«DEPUIS vingt-quatre ans, je me rends sept jours sur sept à mon bureau, de dix heures du matin à sept heures du soir, sans déjeuner, et j’écris. C’est-à-dire que, l’été, je compte les dauphins venus de la mer de Marmara et qui sautent hors des eaux noires, et le reste de l’année, je surveille les bateaux. Bon an mal an, je produis entre 150 et 160 pages de roman, j’ai une vie d’employé de bureau, je n’ai jamais rien souhaité d’autre.», disait-il, il y a peu.
Il n’hésite pas pour autant à sortir de sa « tour d’ivoire » – les bureaux de ses grands-pères, ingénieurs dans les chemins de fer qui ont bâti la fortune familiale – pour prendre position. Il a été le premier écrivain dans le monde musulman à condamner ouvertement la fatwa de 1989 contre Salman Rushdie et en 1995 il a soutenu son collègue turc Yasar Kemal qui avait maille à partir avec la justice. En 1998, il a refusé d’accepter le titre d’« artiste d’Etat ». Et il a mis le feu aux poudres au début 2005 en affirmant dans un hebdomadaire suisse que «1million d’Arméniens et 30000 Kurdes ont été tués sur ces terres, mais personne d’autre que moi n’ose le dire».
On l’a qualifié de renégat et poursuivi pour « insulte ouverte à la nation turque », tandis que les dignitaires de la région d’Esparta ordonnaient de brûler ses livres (en vain, semble-t-il, car aucun de ses ouvrages ne figurait dans les librairies et les bibliothèques locales !). Ses détracteurs ont même affirmé que ses prises de position ne visaient qu’à accroître sa notoriété… et ses chances de nobélisation. Les poursuites ont finalement été abandonnées au début 2006.
A ce sujet, l’Académie suédoise s’est contentée de remarquer qu’ «il est connu dans son pays comme un auteur contestataire, bien qu’il se considère comme écrivain littéraire sans intentions politiques». Quant aux milieux intellectuel et politique turcs, ils l’ont unaniment félicité, le ministre de la Culture ayant pris soin de préciser n’être «concerné que par Pamuk le romancier. Ses autres actions ne m’intéressent pas».
Interrogé au milieu de la nuit depuis l’université de Columbia à New York où il enseigne actuellement, l’heureux récipiendaire a souligné recevoir cette distinction «tout d’abord comme un honneur accordé à la langue turque, à la culture turque, à la Turquie» et comme une reconnaissance de son travail, de son «humble dévouement pour le grand art du roman».

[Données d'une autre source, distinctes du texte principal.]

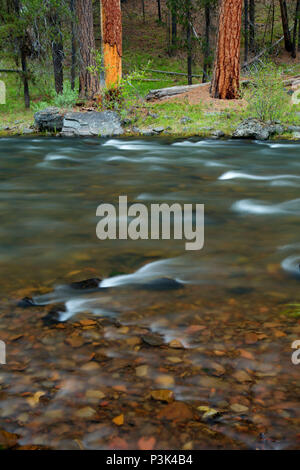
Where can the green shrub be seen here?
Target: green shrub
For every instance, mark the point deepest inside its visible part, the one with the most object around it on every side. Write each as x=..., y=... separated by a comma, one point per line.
x=39, y=105
x=67, y=99
x=266, y=96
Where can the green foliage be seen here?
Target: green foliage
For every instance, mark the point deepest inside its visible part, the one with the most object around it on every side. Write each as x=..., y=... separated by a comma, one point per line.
x=39, y=105
x=124, y=95
x=266, y=96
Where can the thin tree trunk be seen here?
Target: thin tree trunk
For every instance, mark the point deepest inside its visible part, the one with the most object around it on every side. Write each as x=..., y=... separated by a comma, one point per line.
x=299, y=35
x=25, y=77
x=174, y=27
x=273, y=21
x=159, y=10
x=252, y=25
x=189, y=42
x=57, y=53
x=285, y=26
x=296, y=21
x=89, y=80
x=23, y=55
x=246, y=30
x=206, y=51
x=111, y=21
x=226, y=76
x=73, y=40
x=143, y=10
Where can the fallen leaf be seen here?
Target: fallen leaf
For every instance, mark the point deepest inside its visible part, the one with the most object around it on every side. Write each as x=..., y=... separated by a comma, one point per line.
x=119, y=420
x=34, y=400
x=146, y=443
x=177, y=411
x=163, y=395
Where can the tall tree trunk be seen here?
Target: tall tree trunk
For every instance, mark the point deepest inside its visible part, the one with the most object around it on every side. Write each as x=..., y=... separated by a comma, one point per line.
x=57, y=52
x=73, y=40
x=285, y=26
x=111, y=21
x=252, y=25
x=89, y=81
x=159, y=10
x=23, y=55
x=296, y=22
x=206, y=50
x=226, y=76
x=25, y=77
x=189, y=41
x=174, y=27
x=246, y=30
x=273, y=21
x=299, y=35
x=143, y=10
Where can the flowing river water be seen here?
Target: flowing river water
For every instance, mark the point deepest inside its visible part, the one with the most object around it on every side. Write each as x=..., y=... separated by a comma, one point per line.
x=220, y=345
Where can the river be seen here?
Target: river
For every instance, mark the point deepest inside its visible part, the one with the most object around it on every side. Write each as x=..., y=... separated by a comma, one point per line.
x=223, y=340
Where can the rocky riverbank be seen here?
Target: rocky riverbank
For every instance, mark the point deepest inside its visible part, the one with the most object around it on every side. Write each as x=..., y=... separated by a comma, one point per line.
x=54, y=121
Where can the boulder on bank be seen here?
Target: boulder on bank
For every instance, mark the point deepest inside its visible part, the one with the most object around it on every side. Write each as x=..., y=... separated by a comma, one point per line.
x=253, y=128
x=102, y=124
x=49, y=119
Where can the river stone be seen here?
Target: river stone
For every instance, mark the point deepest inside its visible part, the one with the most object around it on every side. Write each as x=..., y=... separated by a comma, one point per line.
x=253, y=128
x=103, y=124
x=49, y=119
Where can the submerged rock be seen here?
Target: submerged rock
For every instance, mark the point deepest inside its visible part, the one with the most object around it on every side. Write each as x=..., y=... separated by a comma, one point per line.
x=103, y=124
x=27, y=302
x=53, y=316
x=253, y=128
x=217, y=134
x=163, y=283
x=49, y=119
x=86, y=284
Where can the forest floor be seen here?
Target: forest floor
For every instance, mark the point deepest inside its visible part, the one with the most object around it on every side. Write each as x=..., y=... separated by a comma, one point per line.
x=145, y=49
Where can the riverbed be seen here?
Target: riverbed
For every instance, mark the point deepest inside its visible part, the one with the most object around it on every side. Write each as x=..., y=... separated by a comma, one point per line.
x=207, y=365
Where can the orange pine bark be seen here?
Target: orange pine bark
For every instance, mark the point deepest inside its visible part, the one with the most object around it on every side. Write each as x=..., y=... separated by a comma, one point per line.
x=111, y=23
x=226, y=75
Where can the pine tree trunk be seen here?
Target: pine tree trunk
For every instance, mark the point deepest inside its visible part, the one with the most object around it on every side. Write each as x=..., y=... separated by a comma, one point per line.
x=159, y=10
x=25, y=78
x=206, y=61
x=296, y=21
x=89, y=81
x=143, y=10
x=285, y=26
x=57, y=53
x=174, y=28
x=189, y=42
x=73, y=41
x=252, y=25
x=246, y=30
x=23, y=54
x=226, y=76
x=111, y=21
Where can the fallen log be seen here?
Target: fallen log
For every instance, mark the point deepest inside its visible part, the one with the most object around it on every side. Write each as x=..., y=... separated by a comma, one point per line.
x=171, y=91
x=11, y=71
x=257, y=57
x=182, y=74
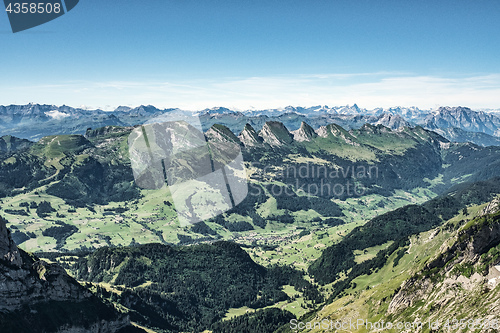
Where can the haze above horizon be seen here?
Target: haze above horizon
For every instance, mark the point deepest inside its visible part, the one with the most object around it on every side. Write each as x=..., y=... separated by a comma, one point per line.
x=258, y=55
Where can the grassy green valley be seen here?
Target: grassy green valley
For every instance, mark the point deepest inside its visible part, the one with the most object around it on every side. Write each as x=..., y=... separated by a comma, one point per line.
x=288, y=251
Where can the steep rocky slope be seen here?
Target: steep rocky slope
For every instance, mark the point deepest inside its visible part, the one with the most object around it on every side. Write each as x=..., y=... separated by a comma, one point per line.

Un pont entre deux cultures.
Orhan Pamuk est né à Istanbul en 1952. Par fidélité familiale, il entreprend des études d’architecture qu’il ne finit pas, s’oriente vers le journalisme avant de céder au démon de l’écriture ; il s’enferme dans sa petite chambre de l’appartement maternel (son père, un «poète raté», selon lui, avait disparu bien avant de divorcer) pour noircir des pages et des pages (il n’utilise toujours pas d’ordinateur).
Il a fallu huit ans avant qu’un éditeur accepte son premier manuscrit, « Cevdet Bey et ses fils », qui fut déjà un succès.

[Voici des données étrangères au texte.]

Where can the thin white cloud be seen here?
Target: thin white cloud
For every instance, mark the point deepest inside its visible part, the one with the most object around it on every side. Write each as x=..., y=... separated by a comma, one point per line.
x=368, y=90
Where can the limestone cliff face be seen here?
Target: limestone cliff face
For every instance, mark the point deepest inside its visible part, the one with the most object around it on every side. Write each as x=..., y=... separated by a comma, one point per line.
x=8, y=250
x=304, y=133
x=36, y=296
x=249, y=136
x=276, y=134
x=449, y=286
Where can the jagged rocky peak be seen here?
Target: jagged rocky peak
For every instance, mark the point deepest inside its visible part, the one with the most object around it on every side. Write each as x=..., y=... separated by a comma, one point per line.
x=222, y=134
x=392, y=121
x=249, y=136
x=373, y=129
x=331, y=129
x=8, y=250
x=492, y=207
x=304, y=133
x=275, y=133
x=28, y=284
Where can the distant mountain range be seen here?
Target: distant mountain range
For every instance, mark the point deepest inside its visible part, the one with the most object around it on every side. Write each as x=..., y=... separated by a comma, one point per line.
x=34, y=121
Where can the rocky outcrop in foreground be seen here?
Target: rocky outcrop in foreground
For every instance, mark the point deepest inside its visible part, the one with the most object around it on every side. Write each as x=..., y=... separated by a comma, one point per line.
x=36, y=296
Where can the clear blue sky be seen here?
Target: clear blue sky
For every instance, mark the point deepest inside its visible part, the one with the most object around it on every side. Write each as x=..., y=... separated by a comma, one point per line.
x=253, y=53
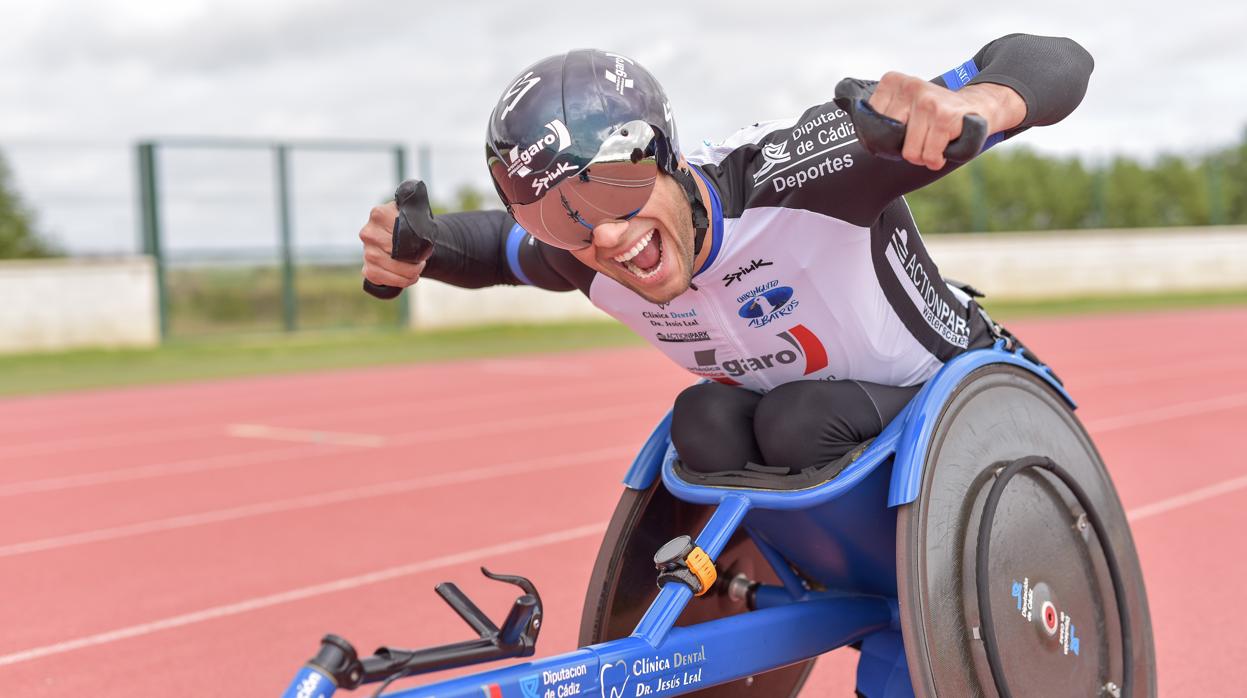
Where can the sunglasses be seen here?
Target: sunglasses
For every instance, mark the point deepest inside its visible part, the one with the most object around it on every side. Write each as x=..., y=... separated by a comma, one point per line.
x=614, y=186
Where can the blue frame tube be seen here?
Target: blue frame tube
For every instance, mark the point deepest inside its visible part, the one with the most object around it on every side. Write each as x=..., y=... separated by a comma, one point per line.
x=672, y=600
x=690, y=658
x=793, y=585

De 1985 à 1988, il étudie aux Etats-Unis ; il profite de cette escapade hors de sa ville natale pour écrire la majeure partie d’un de ses romans les plus lus en Turquie, « le Livre noir », qui décrit la recherche effrénée d’une femme par un homme pendant une semaine dans un Istanbul enneigé, boueux et ambigu.

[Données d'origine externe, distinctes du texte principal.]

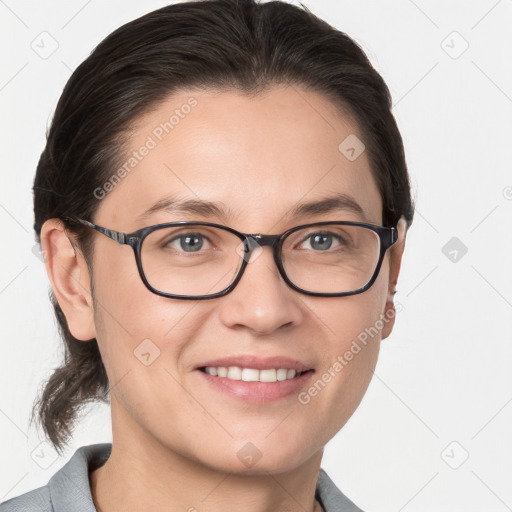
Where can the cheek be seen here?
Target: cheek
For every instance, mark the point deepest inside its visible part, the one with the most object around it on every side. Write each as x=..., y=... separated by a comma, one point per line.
x=136, y=329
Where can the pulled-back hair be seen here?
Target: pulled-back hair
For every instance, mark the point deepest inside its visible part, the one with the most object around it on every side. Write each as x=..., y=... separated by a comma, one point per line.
x=221, y=44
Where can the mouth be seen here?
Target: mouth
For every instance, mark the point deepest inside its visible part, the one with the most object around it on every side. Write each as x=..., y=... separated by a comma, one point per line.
x=238, y=373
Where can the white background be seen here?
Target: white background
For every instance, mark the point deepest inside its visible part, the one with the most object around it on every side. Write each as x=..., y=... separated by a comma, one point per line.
x=444, y=376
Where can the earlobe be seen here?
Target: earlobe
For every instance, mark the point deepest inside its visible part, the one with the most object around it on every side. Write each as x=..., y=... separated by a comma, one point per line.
x=69, y=278
x=395, y=262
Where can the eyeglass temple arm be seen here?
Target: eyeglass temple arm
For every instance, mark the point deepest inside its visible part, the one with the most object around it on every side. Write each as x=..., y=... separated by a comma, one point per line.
x=118, y=237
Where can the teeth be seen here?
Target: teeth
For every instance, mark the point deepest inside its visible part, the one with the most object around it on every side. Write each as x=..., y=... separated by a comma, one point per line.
x=251, y=374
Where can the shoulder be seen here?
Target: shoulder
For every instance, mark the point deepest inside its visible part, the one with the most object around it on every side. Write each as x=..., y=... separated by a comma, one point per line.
x=332, y=499
x=37, y=500
x=68, y=490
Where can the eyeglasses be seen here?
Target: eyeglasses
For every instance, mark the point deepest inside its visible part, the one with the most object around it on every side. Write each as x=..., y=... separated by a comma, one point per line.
x=203, y=260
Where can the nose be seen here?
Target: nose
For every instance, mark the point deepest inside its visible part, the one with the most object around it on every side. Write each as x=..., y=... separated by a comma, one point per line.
x=261, y=301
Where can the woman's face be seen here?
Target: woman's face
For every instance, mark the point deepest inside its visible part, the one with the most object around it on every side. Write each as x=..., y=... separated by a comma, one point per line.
x=257, y=158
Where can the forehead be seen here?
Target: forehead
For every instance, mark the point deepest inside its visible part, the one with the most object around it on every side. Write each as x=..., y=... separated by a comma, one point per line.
x=257, y=158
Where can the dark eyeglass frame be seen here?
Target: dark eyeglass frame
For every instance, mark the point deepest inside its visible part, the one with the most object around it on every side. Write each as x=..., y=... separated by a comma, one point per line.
x=388, y=235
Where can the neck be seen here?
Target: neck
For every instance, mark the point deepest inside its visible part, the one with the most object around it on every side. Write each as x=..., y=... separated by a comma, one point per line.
x=143, y=474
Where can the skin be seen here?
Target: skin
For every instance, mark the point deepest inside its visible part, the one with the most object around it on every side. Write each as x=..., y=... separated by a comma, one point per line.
x=172, y=433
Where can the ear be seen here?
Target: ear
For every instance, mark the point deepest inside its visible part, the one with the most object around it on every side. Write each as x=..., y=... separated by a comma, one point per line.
x=395, y=262
x=69, y=277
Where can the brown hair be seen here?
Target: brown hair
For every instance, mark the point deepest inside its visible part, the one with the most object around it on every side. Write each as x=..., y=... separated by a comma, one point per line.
x=225, y=44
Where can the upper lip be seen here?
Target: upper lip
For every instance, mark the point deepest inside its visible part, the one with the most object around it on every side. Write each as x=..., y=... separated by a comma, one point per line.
x=258, y=363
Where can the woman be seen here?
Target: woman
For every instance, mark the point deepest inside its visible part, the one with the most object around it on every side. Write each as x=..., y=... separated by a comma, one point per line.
x=248, y=155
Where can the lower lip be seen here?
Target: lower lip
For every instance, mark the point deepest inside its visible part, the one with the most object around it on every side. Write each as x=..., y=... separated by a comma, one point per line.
x=258, y=392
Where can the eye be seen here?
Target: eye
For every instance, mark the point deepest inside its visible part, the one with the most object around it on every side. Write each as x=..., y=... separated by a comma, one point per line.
x=188, y=242
x=322, y=241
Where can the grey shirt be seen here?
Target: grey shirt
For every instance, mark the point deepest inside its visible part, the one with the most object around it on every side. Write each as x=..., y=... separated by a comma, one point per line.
x=68, y=490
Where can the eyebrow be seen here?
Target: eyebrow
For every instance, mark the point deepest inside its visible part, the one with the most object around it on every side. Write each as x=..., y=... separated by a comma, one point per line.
x=332, y=203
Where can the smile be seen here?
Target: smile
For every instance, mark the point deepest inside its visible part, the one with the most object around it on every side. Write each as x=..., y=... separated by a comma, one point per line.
x=252, y=374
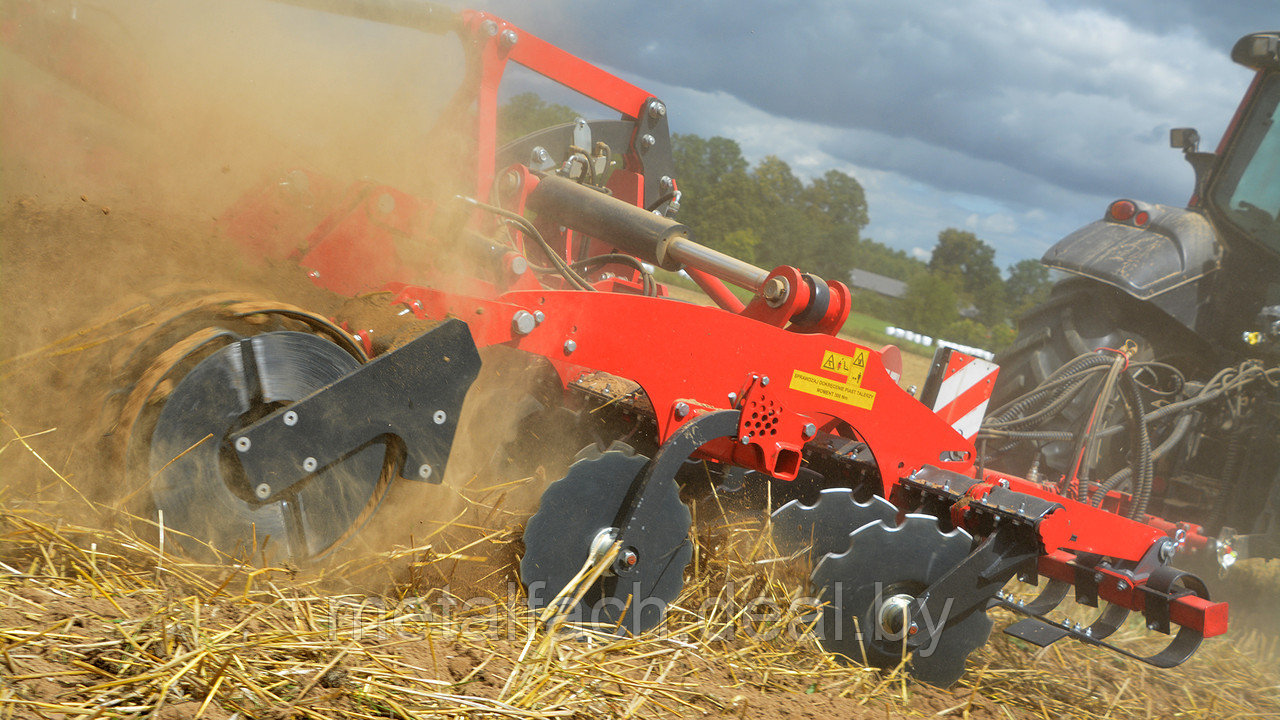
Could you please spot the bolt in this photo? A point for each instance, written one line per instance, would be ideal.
(775, 291)
(522, 322)
(511, 180)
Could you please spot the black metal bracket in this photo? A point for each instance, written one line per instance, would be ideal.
(636, 518)
(412, 393)
(972, 584)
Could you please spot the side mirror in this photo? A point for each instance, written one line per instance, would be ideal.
(1184, 139)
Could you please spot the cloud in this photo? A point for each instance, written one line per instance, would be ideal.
(1046, 106)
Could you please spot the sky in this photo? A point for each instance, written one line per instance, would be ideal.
(1015, 119)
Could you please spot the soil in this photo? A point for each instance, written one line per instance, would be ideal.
(113, 191)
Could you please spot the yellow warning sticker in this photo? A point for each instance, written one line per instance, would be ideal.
(848, 392)
(850, 367)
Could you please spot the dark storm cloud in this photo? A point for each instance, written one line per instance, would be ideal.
(1025, 103)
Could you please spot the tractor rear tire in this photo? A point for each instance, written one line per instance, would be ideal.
(1080, 317)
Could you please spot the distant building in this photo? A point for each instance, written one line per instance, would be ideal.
(888, 287)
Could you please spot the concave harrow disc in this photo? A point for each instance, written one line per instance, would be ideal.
(579, 510)
(883, 565)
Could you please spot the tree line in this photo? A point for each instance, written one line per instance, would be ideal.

« Mon nom est rouge » – subtile réflexion sur la confrontation entre Orient et Occident dans l’Empire ottoman à la fin du XVIe siècle – lui ouvre les portes de la célébrité internationale ; Orhan Pamuk est aujourd’hui traduit dans une quarantaine de langues.
Il a reçu l’année dernière le prix Médicis étranger pour « Neige », également prix du meilleur livre étranger du « New York Times » en 2004, qu’il décrit comme «(son) premier et dernier roman politique», une réflexion sur l’identité de la société turque et la nature du fanatisme religieux.
Son dernier ouvrage, « Istanbul », est à la fois un livre de souvenirs et un essai sur la Ville, illustré de photographies tirées de son propre album de souvenirs comme des cartons de photographes turcs, et de peintures d’artistes occidentaux.
C’est l’image que l’on retrouve dans la plupart de ses romans, d’un Istanbul écartelé entre un Orient mystérieux et un Occident conquérant qui désespère de s’y imposer malgré la force d’une loi républicaine imposée depuis trois quarts de siècle. Un sujet d’actualité s’il en est.